Kaposi’s sarcoma is an infection common in people with human immunodeficiency virus, or HIV, and acquired immunodeficiency syndrome, or AIDS. It usually appears first as purplish spots on the face or legs and also on mucous membranes, such as inside the mouth and throat, and on the outside of the eye and inner part of the eyelids.
UFCD scientist Zsolt Toth, Ph.D., is studying the lifecycle and molecular characteristics of Kaposi’s sarcoma-associated herpesvirus, or KSHV, the virus that causes Kaposi sarcoma (as well as some other cancers). Toth has learned that KSHV can hijack components of an infected person’s cellular operations and use them to establish persistent infection as well as cause cancer.
Toth’s research focuses on investigating structural changes to DNA that enable KSHV to toggle back and forth between latent (non-active) and lytic (replicating) forms. Understanding and manipulating those switches may help to keep the virus silent.
In an innovative cross-UF research effort, Toth and his UFCD colleague Bernadett Papp, Ph.D., are working with Laurence M. Morel, Ph.D., of UF’s Department of Pathology, Immunology and Laboratory Medicine to understand how KSHV eludes attack by immune cells in the mouth.

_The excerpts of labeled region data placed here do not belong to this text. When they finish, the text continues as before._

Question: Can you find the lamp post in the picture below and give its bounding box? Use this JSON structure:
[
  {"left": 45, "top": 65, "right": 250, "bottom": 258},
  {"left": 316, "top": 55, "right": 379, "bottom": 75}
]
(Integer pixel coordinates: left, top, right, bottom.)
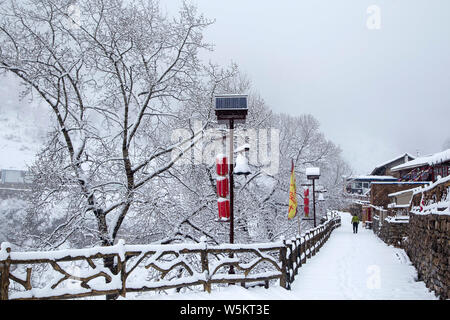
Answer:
[
  {"left": 306, "top": 167, "right": 320, "bottom": 228},
  {"left": 214, "top": 94, "right": 248, "bottom": 274}
]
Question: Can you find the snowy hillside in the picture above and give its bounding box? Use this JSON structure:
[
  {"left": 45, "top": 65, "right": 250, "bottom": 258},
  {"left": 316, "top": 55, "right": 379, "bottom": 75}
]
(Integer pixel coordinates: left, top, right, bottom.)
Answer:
[{"left": 0, "top": 76, "right": 49, "bottom": 170}]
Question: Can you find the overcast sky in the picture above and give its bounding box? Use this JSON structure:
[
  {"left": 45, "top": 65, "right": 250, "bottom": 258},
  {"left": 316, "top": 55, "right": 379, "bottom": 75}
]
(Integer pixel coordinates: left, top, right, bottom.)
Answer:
[
  {"left": 0, "top": 0, "right": 450, "bottom": 174},
  {"left": 161, "top": 0, "right": 450, "bottom": 174}
]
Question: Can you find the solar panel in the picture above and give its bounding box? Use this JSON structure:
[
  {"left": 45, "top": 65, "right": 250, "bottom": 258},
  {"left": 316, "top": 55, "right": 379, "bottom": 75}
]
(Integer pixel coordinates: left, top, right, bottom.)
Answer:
[{"left": 216, "top": 96, "right": 247, "bottom": 109}]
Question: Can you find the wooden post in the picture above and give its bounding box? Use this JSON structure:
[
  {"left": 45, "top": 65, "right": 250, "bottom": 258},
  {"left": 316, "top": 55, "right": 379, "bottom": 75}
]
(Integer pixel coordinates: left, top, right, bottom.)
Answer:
[
  {"left": 280, "top": 239, "right": 290, "bottom": 290},
  {"left": 0, "top": 242, "right": 11, "bottom": 300},
  {"left": 296, "top": 234, "right": 302, "bottom": 274}
]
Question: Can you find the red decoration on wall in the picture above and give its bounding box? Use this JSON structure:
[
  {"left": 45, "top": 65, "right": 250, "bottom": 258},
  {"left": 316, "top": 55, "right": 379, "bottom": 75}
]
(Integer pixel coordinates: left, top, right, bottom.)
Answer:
[
  {"left": 217, "top": 198, "right": 230, "bottom": 220},
  {"left": 216, "top": 177, "right": 230, "bottom": 198},
  {"left": 216, "top": 156, "right": 228, "bottom": 176}
]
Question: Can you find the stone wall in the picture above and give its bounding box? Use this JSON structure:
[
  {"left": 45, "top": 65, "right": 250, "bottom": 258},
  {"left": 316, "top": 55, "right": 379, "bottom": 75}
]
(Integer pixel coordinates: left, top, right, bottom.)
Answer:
[
  {"left": 404, "top": 213, "right": 450, "bottom": 299},
  {"left": 378, "top": 219, "right": 408, "bottom": 248}
]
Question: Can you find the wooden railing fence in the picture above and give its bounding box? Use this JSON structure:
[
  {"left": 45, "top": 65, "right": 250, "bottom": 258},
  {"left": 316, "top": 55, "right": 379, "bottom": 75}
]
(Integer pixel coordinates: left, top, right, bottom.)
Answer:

Polycomb proteins co-localize with and are focally concentrated with latency associated nuclear antigen, or LANA, in Kaposi’s sarcoma-associated herpesvirus KSHV-infected cells. Basically, the green dots indicate the binding of the viral protein LANA to the KSHV DNA in the cells. Red dots indicate different cellular Polycomb proteins that are co-localized with LANA on the KSHV DNA.